The ultrastructure of photochemically induced thrombi with embolization in a rat model.

Abstract

Photochemical techniques, currently used in stroke and cancer research, produce endothelial damage and thrombosis. To further characterize these thrombi and to determine whether they embolize, we studied the ultrastructure of photochemically damaged carotid arteries and small vessels distal to the irradiated carotid. The right carotid artery of 9 Wistar rats was irradiated with a laser (632 nm, 200 mW/cm2, 15 minutes) after the injection of the photosensitizing dye Photofrin II, 12.5 mg/kg. There were 6 additional control rats: laser only, 2 rats; dye only, 2; carrier only (5% dextrose), 1; and normal, 1. The carotid artery and cerebral arterioles were studied using scanning and transmission electron microscopy.

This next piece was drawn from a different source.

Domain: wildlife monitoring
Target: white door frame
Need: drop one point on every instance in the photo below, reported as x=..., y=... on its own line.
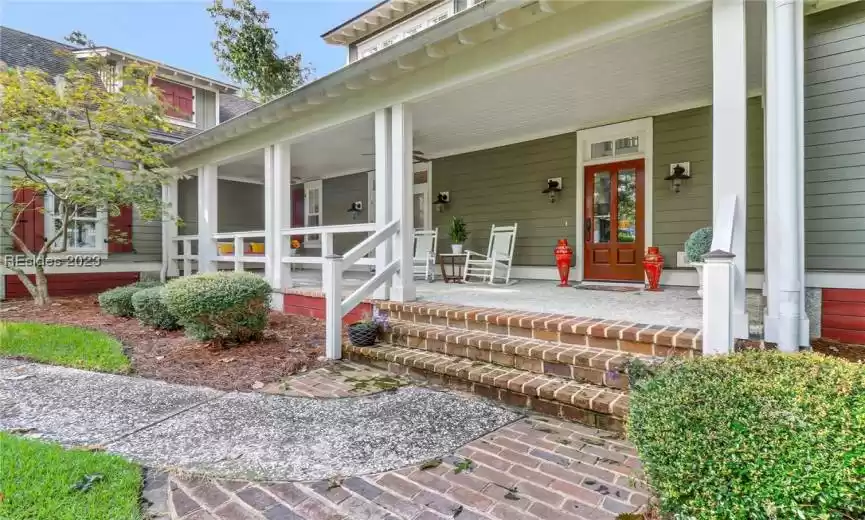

Endothelial damage was present in all irradiated carotid arteries, and consisted of exposure of the subendothelium and the formation of a nonocclusive thrombus. Although most cerebral arterioles were normal, 32 of these vessels contained peripheral blood elements, with platelet or red blood cell aggregates present in 15. The endothelium adjacent to the aggregates was intact. A few scattered endothelial cells had been lost in the carotid artery of control animals (compatible with normal cell turnover), with a few platelets adhering to the exposed subendothelium. Aggregates of blood cells and platelets in cerebral vessels in the absence of endothelial denudation verifies embolism as the mechanism for cerebral vascular occlusion in this experimental model. The possibility of embolization distal to the site of photochemical irradiation has implications for potential applications of photochemistry for cancer treatment and the ablation of vascular malformations and/or aneurysms.